I’ve recently read Moneyball, a book seemingly about baseball. It’s not. Moneyball is about analytics, data-driven culture, and how to apply analytics to picking players. In this blog post, I share my thoughts on the book and the parallels between selecting players in baseball and hiring.
I’ve watched the movie Moneyball long before I’ve read the book. I liked the movie and marked the book as to-read. I only got around to it now. The film follows the book’s story quite closely. I consider it a good adaptation.
The central Moneyball’s character is Billy Beane (played wonderfully in the movie by Brad Pitt), a general manager of the Oakland Athletics baseball team. This team has one of the lowest budgets in the top American professional baseball league. Their budget is 3-4 times lower than the largest one. Yet, despite this constraint, with Billy Beane as their general manager, they competed with the top teams during the last two decades. Since 2000, Oakland Athletics have won 54% of their games. The top budget owner - The New York Yankees - have won 58%. Not a big difference for a huge difference in the budget.
So, how do they do it?
They use analytics to find players who are undervalued by other teams. People making hiring decisions in baseball have biases and beliefs. They might trust a baseball player who throws the ball differently. Data doesn’t care about how the throw looks. Data only shows whether the player is more or less efficient.
Baseball is a very data-friendly sport. The primary interaction happens between a pitcher throwing a ball and a batter trying to hit it. It’s simple to assess whether pitchers and batters are good at these jobs. For example, basketball is more challenging to evaluate with data, as there are many more actions done by the whole team to score points.
To evaluate how good a batter is, Billy Beane and his team focused on a single metric - on-base percentage. It’s a bit more complicated than that, but simply put, it’s a ratio of successful attempts to the number of total attempts. Quite logical and practical.
What did that say about the measurement of performance in other lines of work? If professional baseball players could be over-or undervalued, who couldn’t?
– Micheal Lewis, Moneyball
How does that relate to the hiring of engineers?
Alas, when hiring engineers, we’re at a disadvantage compared to baseball teams. We don’t have a trove of statistics or videos of performance. And to be clear, I’m not arguing we should. And even if we did, what kind of statistics would be useful? Hours at the desk or lines of code don’t correlate with the actual value delivered. Lines of code would be akin to be measuring how many meters a basketball player ran during the game. It does tell something about what the player did but is not useful to understand the actual performance.
As a thought exercise, let’s say baseball teams wouldn’t have access to individuals statistics and videos. How would they conduct a hiring interview? I imagine they would:
- ask how successful was the team the player played in - did they win a lot?

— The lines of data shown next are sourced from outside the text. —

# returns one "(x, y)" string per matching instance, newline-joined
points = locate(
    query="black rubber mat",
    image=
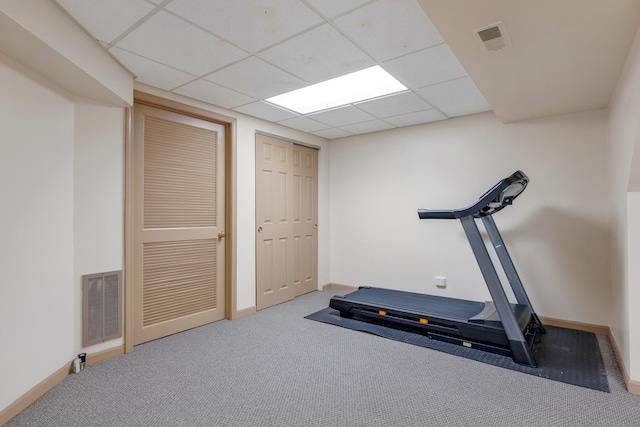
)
(565, 355)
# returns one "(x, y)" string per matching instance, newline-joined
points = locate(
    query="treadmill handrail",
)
(489, 203)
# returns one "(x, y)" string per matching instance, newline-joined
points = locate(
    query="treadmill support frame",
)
(519, 347)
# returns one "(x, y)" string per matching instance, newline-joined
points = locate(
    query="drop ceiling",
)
(565, 55)
(235, 54)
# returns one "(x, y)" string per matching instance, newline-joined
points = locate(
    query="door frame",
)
(230, 303)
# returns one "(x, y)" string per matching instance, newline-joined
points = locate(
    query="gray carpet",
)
(276, 368)
(563, 354)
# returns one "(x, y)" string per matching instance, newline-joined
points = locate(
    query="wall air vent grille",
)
(492, 37)
(101, 307)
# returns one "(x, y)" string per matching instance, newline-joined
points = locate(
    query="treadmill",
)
(496, 326)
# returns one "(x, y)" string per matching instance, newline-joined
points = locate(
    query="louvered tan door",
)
(305, 219)
(178, 215)
(274, 222)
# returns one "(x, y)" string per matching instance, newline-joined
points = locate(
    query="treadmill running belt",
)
(565, 355)
(433, 304)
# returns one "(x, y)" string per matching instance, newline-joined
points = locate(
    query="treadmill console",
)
(500, 195)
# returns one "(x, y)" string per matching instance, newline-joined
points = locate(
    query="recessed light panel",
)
(359, 86)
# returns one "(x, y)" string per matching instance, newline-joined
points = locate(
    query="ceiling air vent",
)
(492, 37)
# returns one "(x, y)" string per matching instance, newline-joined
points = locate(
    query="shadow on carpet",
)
(565, 355)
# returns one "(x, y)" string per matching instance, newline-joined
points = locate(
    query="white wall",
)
(556, 231)
(623, 145)
(36, 230)
(246, 129)
(99, 200)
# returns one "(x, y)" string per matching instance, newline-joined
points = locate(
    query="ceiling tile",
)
(251, 25)
(332, 133)
(256, 78)
(266, 111)
(456, 97)
(213, 94)
(304, 124)
(317, 55)
(393, 105)
(106, 20)
(367, 127)
(150, 72)
(342, 116)
(388, 29)
(171, 41)
(333, 8)
(429, 66)
(416, 118)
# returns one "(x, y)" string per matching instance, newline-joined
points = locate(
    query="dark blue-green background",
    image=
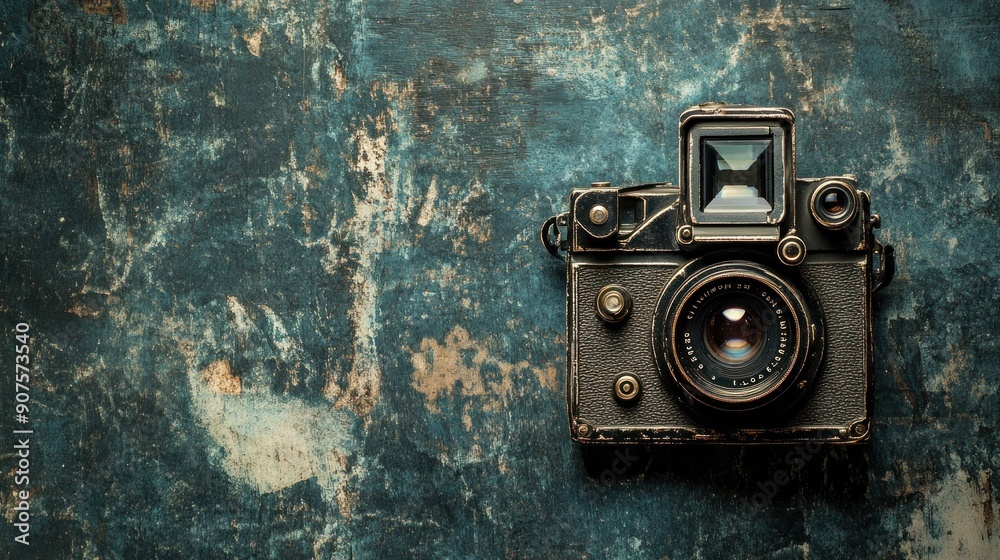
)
(280, 264)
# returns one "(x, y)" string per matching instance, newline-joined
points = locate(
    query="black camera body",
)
(733, 308)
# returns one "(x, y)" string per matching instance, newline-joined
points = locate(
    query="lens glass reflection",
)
(737, 175)
(734, 334)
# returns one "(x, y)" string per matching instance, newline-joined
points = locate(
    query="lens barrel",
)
(735, 336)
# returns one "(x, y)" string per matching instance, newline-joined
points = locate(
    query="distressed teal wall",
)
(280, 264)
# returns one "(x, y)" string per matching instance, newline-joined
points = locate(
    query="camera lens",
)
(733, 336)
(734, 333)
(834, 205)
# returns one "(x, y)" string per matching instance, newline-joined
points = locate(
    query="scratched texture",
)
(286, 297)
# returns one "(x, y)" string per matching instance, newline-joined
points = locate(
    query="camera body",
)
(733, 308)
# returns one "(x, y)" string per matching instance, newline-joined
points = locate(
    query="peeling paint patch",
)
(220, 378)
(252, 41)
(203, 5)
(455, 367)
(268, 441)
(113, 8)
(955, 522)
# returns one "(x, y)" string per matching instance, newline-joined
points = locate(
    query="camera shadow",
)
(756, 475)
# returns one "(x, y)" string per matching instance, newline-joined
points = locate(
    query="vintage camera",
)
(735, 308)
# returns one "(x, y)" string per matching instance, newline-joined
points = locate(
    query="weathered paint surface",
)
(280, 263)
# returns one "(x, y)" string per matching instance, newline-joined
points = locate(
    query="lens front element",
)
(734, 336)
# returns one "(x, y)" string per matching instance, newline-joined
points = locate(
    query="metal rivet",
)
(685, 234)
(627, 388)
(598, 215)
(791, 250)
(613, 303)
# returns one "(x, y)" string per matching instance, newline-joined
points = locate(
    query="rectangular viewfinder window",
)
(738, 174)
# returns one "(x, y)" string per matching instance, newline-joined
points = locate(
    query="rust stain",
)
(83, 310)
(455, 367)
(203, 5)
(339, 79)
(113, 8)
(986, 490)
(220, 378)
(252, 41)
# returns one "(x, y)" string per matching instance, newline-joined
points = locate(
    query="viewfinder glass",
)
(737, 174)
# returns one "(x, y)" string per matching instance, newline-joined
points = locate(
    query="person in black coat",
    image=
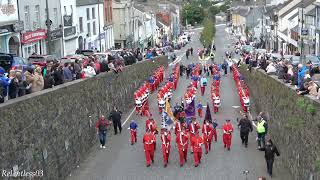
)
(269, 151)
(115, 116)
(245, 127)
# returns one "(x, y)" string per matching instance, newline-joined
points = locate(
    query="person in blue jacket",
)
(4, 84)
(133, 131)
(301, 72)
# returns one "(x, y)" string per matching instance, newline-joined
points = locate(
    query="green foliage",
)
(301, 103)
(212, 11)
(224, 7)
(208, 32)
(311, 109)
(192, 12)
(246, 30)
(317, 164)
(294, 122)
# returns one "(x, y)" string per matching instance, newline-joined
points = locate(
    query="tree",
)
(208, 32)
(213, 11)
(192, 12)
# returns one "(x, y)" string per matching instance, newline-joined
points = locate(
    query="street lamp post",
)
(48, 24)
(301, 36)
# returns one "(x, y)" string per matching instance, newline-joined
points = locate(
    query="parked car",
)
(276, 56)
(313, 59)
(247, 49)
(294, 60)
(102, 56)
(12, 61)
(41, 60)
(72, 58)
(87, 52)
(287, 57)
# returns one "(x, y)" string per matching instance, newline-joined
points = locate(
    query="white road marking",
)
(128, 117)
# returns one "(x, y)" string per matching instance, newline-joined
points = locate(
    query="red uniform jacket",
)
(193, 128)
(197, 142)
(178, 127)
(148, 141)
(182, 140)
(227, 128)
(152, 126)
(166, 139)
(207, 130)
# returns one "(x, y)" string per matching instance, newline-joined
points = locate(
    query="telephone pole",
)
(48, 24)
(301, 36)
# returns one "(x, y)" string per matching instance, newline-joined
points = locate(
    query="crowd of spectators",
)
(305, 78)
(20, 82)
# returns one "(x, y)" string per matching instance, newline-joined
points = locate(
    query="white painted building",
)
(90, 23)
(70, 35)
(9, 38)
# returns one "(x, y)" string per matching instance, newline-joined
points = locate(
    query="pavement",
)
(120, 160)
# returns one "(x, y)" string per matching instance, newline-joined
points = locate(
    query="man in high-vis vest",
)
(262, 129)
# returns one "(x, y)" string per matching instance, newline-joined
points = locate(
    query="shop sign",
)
(56, 34)
(8, 11)
(70, 31)
(34, 36)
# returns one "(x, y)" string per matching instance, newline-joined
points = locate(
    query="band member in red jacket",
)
(197, 143)
(227, 134)
(182, 143)
(165, 139)
(193, 129)
(178, 127)
(149, 140)
(151, 124)
(207, 129)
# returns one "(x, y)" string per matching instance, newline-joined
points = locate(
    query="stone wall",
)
(294, 123)
(54, 129)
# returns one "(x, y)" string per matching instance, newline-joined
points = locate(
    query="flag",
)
(190, 109)
(208, 114)
(168, 110)
(167, 116)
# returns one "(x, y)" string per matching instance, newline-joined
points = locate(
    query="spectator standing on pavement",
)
(115, 116)
(269, 151)
(4, 83)
(13, 86)
(67, 74)
(245, 127)
(133, 131)
(22, 84)
(262, 129)
(187, 53)
(102, 127)
(57, 75)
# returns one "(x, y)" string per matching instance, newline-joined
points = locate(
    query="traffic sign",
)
(48, 24)
(304, 32)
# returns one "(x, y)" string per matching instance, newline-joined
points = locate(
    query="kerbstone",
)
(53, 130)
(298, 142)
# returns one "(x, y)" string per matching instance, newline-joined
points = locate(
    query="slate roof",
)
(87, 2)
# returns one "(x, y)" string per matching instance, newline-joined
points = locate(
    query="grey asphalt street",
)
(121, 161)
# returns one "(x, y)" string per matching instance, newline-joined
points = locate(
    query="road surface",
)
(122, 161)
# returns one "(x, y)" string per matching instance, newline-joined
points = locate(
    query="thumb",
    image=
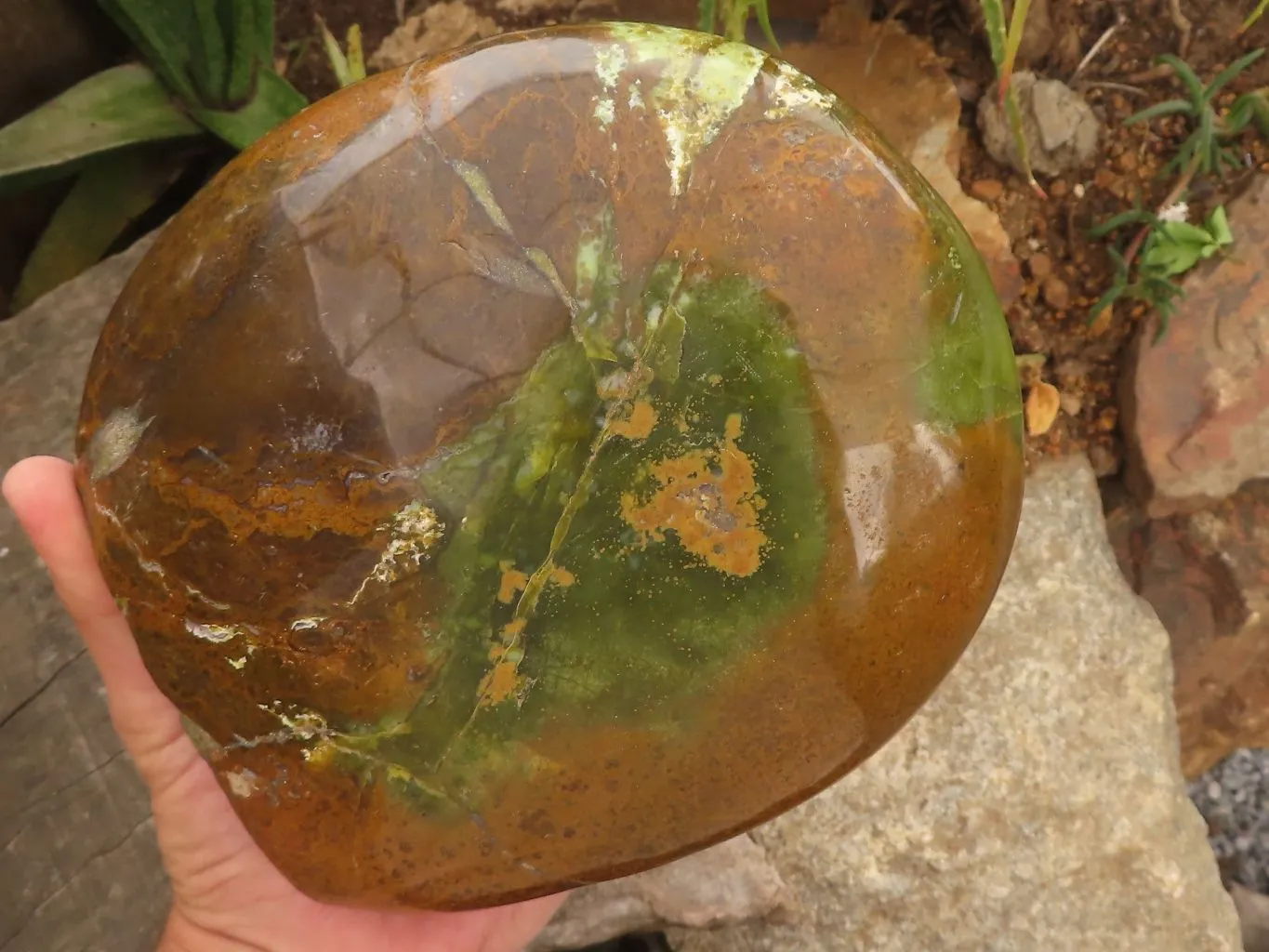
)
(41, 490)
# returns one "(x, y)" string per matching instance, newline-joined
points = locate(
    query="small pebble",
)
(1056, 292)
(1234, 799)
(987, 190)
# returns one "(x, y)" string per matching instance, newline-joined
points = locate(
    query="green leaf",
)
(243, 38)
(274, 101)
(1224, 76)
(971, 376)
(1113, 294)
(209, 63)
(1255, 16)
(1219, 223)
(557, 525)
(994, 18)
(108, 197)
(1191, 80)
(1168, 107)
(119, 107)
(166, 33)
(707, 16)
(1170, 258)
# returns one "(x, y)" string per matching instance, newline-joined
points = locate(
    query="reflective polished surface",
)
(532, 465)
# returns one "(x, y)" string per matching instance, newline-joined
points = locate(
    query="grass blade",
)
(764, 20)
(108, 197)
(1012, 42)
(1255, 16)
(274, 101)
(1133, 216)
(707, 16)
(1230, 73)
(165, 33)
(1193, 84)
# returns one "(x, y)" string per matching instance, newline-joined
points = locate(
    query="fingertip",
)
(30, 482)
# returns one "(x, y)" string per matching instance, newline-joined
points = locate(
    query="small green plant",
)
(1255, 16)
(207, 75)
(1167, 245)
(348, 68)
(1171, 246)
(1207, 148)
(733, 17)
(1004, 52)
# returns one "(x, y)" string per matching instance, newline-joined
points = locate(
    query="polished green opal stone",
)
(542, 461)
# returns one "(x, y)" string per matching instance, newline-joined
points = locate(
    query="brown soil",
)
(1085, 361)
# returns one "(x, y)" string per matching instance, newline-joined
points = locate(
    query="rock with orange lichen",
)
(483, 464)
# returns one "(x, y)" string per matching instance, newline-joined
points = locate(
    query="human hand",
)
(226, 895)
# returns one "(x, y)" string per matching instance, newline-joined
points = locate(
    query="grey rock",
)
(725, 885)
(1035, 803)
(1196, 403)
(1061, 129)
(1254, 914)
(80, 867)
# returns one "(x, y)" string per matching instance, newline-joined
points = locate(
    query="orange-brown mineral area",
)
(535, 464)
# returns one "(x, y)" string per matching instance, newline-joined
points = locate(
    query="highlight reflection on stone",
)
(535, 464)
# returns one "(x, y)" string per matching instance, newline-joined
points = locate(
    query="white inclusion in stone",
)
(702, 86)
(243, 784)
(114, 441)
(416, 532)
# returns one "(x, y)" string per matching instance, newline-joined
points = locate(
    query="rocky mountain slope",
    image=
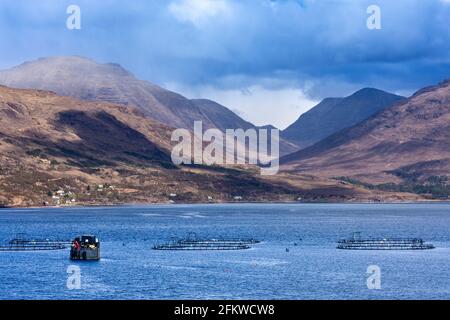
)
(408, 143)
(85, 79)
(335, 114)
(58, 150)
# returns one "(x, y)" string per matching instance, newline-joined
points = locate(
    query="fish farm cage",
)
(22, 244)
(193, 243)
(358, 243)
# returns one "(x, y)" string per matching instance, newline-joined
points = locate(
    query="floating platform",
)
(40, 242)
(357, 243)
(22, 244)
(192, 243)
(31, 247)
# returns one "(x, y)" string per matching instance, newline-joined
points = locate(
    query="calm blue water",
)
(312, 270)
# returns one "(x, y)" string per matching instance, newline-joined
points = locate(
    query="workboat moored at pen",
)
(192, 242)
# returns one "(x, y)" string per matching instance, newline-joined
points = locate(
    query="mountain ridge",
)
(335, 114)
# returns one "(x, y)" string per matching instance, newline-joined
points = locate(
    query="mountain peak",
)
(335, 114)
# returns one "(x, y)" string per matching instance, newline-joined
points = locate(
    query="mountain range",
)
(407, 143)
(85, 79)
(91, 153)
(335, 114)
(71, 123)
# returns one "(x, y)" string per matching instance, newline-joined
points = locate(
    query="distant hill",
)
(407, 144)
(335, 114)
(85, 79)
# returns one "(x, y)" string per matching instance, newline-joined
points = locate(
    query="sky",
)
(267, 60)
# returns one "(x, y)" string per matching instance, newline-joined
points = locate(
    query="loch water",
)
(297, 258)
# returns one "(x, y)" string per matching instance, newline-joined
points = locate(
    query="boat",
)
(358, 243)
(86, 247)
(31, 247)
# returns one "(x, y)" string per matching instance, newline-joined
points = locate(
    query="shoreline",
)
(147, 204)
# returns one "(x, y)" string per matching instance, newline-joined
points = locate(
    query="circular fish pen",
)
(192, 243)
(357, 243)
(21, 244)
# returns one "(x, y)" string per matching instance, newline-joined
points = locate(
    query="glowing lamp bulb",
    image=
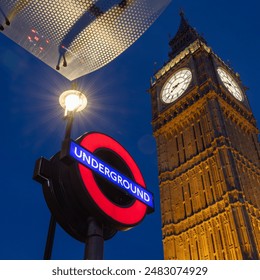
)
(73, 101)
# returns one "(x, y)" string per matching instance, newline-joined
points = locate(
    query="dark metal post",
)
(70, 118)
(50, 239)
(94, 249)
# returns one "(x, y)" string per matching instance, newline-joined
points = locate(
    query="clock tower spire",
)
(208, 154)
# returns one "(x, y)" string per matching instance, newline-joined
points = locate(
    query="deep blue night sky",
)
(119, 105)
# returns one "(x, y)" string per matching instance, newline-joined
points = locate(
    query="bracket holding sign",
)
(94, 177)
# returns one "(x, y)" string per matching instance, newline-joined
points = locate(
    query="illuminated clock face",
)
(176, 85)
(230, 84)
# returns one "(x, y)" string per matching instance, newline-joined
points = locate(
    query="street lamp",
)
(72, 101)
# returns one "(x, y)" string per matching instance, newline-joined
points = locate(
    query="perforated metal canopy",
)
(76, 37)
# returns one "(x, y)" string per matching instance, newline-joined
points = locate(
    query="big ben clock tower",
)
(208, 155)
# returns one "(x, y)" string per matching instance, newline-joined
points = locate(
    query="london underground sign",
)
(94, 177)
(89, 165)
(95, 164)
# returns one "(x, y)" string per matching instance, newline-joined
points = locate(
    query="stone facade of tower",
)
(208, 155)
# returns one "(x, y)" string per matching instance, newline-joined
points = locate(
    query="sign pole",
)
(94, 249)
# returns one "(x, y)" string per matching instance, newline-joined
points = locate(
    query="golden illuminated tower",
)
(208, 155)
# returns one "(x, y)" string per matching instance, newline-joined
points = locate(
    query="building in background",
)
(208, 155)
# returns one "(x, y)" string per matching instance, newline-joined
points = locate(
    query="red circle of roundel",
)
(125, 215)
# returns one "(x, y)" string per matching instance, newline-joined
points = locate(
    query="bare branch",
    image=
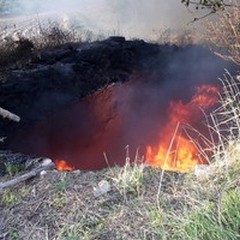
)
(11, 116)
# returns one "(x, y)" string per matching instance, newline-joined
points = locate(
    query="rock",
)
(46, 161)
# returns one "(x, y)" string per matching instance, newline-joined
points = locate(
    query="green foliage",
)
(13, 168)
(8, 198)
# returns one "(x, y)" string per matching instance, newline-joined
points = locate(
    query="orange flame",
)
(63, 166)
(176, 152)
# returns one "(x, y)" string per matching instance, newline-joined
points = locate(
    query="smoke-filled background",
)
(131, 18)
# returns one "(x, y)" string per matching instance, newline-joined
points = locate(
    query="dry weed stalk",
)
(224, 33)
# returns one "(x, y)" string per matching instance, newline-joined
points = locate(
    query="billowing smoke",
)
(131, 18)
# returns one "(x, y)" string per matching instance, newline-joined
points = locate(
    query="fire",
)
(63, 166)
(176, 152)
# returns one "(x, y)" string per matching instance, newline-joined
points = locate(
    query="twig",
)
(26, 176)
(11, 116)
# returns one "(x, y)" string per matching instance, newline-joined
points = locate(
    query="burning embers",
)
(176, 152)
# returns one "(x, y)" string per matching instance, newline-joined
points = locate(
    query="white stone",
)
(102, 188)
(46, 162)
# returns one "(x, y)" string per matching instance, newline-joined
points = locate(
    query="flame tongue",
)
(176, 152)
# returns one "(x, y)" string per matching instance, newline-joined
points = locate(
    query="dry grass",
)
(204, 206)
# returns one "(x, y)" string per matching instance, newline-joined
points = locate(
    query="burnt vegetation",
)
(42, 75)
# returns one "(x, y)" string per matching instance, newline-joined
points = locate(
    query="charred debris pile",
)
(55, 78)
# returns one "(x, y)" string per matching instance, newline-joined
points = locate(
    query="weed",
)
(8, 198)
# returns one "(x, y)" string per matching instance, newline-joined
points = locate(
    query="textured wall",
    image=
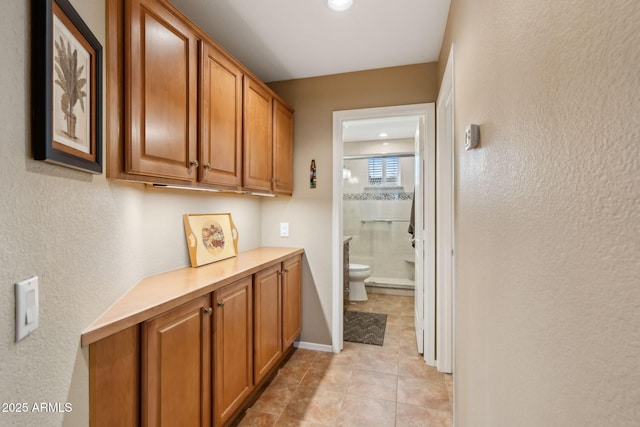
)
(309, 210)
(88, 239)
(547, 212)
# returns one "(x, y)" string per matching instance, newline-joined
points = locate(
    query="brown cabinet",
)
(291, 300)
(182, 111)
(220, 119)
(233, 350)
(176, 366)
(258, 141)
(197, 363)
(267, 338)
(282, 149)
(162, 92)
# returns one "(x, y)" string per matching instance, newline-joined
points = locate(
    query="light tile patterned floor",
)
(364, 385)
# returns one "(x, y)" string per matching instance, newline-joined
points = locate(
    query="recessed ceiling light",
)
(339, 5)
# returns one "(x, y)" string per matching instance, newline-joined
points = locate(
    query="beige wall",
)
(88, 239)
(309, 210)
(548, 212)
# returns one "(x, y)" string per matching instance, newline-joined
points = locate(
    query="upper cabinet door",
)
(257, 136)
(282, 149)
(161, 57)
(220, 119)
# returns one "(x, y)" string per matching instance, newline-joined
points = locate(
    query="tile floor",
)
(364, 385)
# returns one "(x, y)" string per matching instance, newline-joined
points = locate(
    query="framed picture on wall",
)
(66, 87)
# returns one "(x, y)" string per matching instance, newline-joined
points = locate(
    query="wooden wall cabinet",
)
(258, 143)
(220, 119)
(176, 366)
(282, 149)
(233, 355)
(162, 93)
(181, 110)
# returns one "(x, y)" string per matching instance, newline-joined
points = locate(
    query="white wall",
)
(548, 212)
(88, 239)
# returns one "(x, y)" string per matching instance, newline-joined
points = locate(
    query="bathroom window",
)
(384, 171)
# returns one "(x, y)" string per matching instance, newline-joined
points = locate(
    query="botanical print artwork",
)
(71, 96)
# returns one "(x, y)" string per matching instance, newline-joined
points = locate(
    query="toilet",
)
(357, 274)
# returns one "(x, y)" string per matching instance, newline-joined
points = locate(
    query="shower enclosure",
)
(378, 183)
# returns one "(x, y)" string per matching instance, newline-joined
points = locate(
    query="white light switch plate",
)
(27, 309)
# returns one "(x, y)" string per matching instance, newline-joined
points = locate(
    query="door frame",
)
(426, 109)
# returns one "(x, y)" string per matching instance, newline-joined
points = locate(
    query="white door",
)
(424, 238)
(418, 236)
(445, 250)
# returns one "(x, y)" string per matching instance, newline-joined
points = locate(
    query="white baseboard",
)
(313, 346)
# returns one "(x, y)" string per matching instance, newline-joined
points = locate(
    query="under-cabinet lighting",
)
(339, 5)
(260, 194)
(178, 187)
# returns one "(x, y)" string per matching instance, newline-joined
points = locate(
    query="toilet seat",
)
(357, 274)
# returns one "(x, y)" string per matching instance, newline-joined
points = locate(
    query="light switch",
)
(284, 229)
(26, 307)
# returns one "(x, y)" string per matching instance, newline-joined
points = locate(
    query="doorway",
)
(422, 150)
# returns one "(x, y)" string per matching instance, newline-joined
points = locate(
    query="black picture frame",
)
(66, 88)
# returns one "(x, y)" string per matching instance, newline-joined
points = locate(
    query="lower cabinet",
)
(233, 358)
(176, 363)
(291, 300)
(277, 313)
(268, 320)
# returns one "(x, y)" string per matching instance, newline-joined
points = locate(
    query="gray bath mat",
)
(364, 327)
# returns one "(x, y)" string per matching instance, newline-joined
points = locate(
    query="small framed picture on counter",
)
(210, 237)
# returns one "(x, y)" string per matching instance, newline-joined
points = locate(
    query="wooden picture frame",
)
(66, 88)
(210, 237)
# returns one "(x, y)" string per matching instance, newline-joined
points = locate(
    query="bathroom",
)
(378, 184)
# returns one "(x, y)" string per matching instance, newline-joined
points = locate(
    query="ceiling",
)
(291, 39)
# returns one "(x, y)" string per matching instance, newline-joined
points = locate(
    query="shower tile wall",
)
(383, 246)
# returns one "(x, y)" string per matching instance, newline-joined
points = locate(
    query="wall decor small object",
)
(210, 237)
(312, 174)
(66, 87)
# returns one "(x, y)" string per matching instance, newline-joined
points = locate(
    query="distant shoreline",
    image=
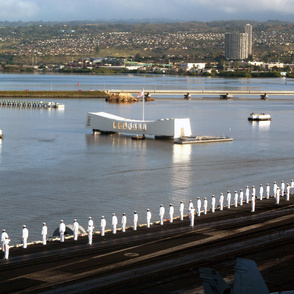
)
(14, 94)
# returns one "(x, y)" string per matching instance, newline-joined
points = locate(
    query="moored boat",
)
(259, 116)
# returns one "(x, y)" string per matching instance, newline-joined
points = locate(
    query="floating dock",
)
(31, 104)
(202, 139)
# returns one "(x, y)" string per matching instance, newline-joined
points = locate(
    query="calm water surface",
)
(53, 168)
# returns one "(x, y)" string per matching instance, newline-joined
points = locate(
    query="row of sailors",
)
(239, 198)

- ask what did the player contribute to the team’s success?
- ask to see the player play to simulate something close to actual performance
They definitely wouldn’t:
- quiz about historical baseball knowledge
- ask the interviewee would do in a hypothetical baseball situation
- ask to play a game of cricket
The first set helps figure performance; the second set doesn’t. And yet, engineering interviews are filled with the second set:
- questions that supposedly demonstrate how interested you are in the field of software engineering
- hypothetical questions - “what would you do if X?”
- asking the person to solve a problem in the interview room - with constrains one never encounters in actual work
While we don’t have a lot of data when hiring software engineers, we can still strive to be data-driven. We can try to understand the actual past performance. We can ask about real situations the person encountered instead of hypothetical ones. We can ask them for code written in a scenario that’s closer to the actual job instead of asking to invert a binary tree.
Max Howell, author of the wildly popular homebrew package manager, failed Google’s tech interview, because he couldn’t invert a binary tree. To me, that’s a top baseball batter failing the interview because he couldn’t play cricket. In Max’s case, there’s a ton of data saying he knows how to build good software. I’m sure Google could’ve used Max somewhere in its software engineering department, numbering tens of thousands of people.
Managers tend to pick a strategy that is the least likely to fail, rather than to pick a strategy that is most efficient. The pain of looking bad is worse than the gain of making the best move.
– Pete Palmer, Moneyball
If you’re interested in Vinted’s (where I work) hiring process, on Vinted’s engineering blog, Ieva Gražulevičiūtė wrote how we conduct our hiring process at Vinted. It’s a worthy read.
Most companies are tech companies these days. The search for tech talent is challenging. At the same time, it’s one of the most important things any company does. A company that does hiring well, just as Oakland Athletics, can get ahead.